While patient perspectives on income interventions have been examined, so far the emphasis has been on provider-led interventions. There is clearly more scope for more experimentation community-led interventions (such as those from the Bromley by Bow Centre in London), and more analysis of them.

Strengths and limitations

Whilst other studies have examined some of the themes covered in this scoping review, this is the first to take such a broad sweep of the landscape of interventions targeted towards patients’ poverty, and to consider experiences across different countries, rather than focusing solely on the US. However, by only searching for publications in English, it may miss peer-reviewed studies and other grey literature published in other languages. The authors are aware, for example, of social needs screening tools that have been implemented in Japan, but this data could not be included under the inclusion criteria because it was only available in Japanese. As this is a scoping review, there is little examination of progamme efficacy and the sample for this descriptive review is non-random, comprised as it is of interventions that have attracted the interest of some academic researchers. This may create a biased view.

Conclusion

There is a wide range of tools and processes in use to identify patients experiencing poverty, and address their economic needs, ranging from those tailor-made to an individual health practice, or to address one specific dimension of SDOH, to wide-ranging protocols that collect rich sociodemographic data.
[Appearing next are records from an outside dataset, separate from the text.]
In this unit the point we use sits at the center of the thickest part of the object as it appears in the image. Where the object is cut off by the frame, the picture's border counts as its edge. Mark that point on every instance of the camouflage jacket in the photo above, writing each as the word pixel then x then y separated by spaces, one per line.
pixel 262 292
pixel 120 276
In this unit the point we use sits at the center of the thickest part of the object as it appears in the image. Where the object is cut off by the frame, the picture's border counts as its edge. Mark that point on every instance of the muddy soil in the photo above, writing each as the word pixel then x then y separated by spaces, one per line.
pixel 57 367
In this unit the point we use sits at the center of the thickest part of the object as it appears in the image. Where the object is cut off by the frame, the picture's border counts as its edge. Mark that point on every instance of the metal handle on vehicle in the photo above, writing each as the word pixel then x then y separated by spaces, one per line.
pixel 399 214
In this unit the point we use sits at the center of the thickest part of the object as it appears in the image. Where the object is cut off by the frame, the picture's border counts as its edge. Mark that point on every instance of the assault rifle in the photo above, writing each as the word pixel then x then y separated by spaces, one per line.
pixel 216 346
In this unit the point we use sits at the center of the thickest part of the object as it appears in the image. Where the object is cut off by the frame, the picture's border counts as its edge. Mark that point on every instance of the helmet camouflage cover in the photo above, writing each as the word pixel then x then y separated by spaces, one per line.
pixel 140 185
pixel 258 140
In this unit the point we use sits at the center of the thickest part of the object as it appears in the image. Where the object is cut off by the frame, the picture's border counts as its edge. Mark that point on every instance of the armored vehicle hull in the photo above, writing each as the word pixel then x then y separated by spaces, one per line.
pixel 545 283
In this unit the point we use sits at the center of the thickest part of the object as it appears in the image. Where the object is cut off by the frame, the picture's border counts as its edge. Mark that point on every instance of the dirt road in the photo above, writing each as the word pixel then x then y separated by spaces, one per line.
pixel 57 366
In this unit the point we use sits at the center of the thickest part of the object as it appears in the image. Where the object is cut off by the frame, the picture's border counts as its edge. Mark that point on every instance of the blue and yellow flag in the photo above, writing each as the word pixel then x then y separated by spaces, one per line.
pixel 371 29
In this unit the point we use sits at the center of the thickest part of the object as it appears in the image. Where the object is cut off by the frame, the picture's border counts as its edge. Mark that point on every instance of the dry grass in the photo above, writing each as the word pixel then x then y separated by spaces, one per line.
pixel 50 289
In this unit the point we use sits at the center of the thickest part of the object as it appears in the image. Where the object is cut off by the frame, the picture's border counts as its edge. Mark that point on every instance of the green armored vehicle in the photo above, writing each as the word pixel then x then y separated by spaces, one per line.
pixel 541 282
Primary care-based interventions that aim to address patients’ income needs operate at all levels, from passive sociodemographic data collection upon patient registration, through referral to external services, to direct intervention in addressing patients’ social insecurities such as providing on-site services including welfare system navigators and food pantries. The decision to undertake this work requires courage on the part of health care providers, because it can be difficult, time-consuming and complex. Success often relies on management buy-in and a practice champion. However, it is often appreciated, even when the scope of action available to health care providers is quite narrow. Economic needs interventions are typically found in settings with an identifiable patient population likely to have high unmet needs, with the number, scope and sophistication of programmes and interventions greatest in the US. Barriers to implementation include not just cost and time, but also navigating three different things: the complexity of social welfare system, the difficulty of billing for non-clinical services, and both patients’ and care providers’ emotions about what can be stigmatizing topics. Success is defined widely, from patient satisfaction, to health outcomes, but data on health outcomes is not widespread.
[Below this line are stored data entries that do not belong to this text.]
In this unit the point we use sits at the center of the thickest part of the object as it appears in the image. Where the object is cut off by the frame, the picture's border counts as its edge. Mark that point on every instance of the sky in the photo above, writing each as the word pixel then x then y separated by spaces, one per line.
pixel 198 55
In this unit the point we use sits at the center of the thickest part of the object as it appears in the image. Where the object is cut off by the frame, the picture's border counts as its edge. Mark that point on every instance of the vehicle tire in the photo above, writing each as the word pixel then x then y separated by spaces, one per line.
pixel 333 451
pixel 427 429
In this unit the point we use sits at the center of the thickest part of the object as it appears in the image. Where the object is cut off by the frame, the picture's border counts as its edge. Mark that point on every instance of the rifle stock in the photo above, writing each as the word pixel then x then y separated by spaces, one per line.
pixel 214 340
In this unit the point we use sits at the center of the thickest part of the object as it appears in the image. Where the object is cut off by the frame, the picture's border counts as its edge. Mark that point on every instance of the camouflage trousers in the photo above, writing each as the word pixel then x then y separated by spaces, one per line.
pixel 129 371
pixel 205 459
Recommendations for future studies

There are several areas for potential future research. Firstly, the health impact of primary care-based economic interventions is a nascent field of investigation, and more research is needed to better investigate this. Secondly, the natural progression from individual-focused interventions, to those whereby the health care system engage at the community level to address upstream determinants such as lack of affordable housing and other infrastructural inadequacies, will be an interesting field of study [20]. Thirdly, the impact of COVID-19 on economic needs interventions in primary care, including the impact of remote service delivery modalities, is worthy of investigation.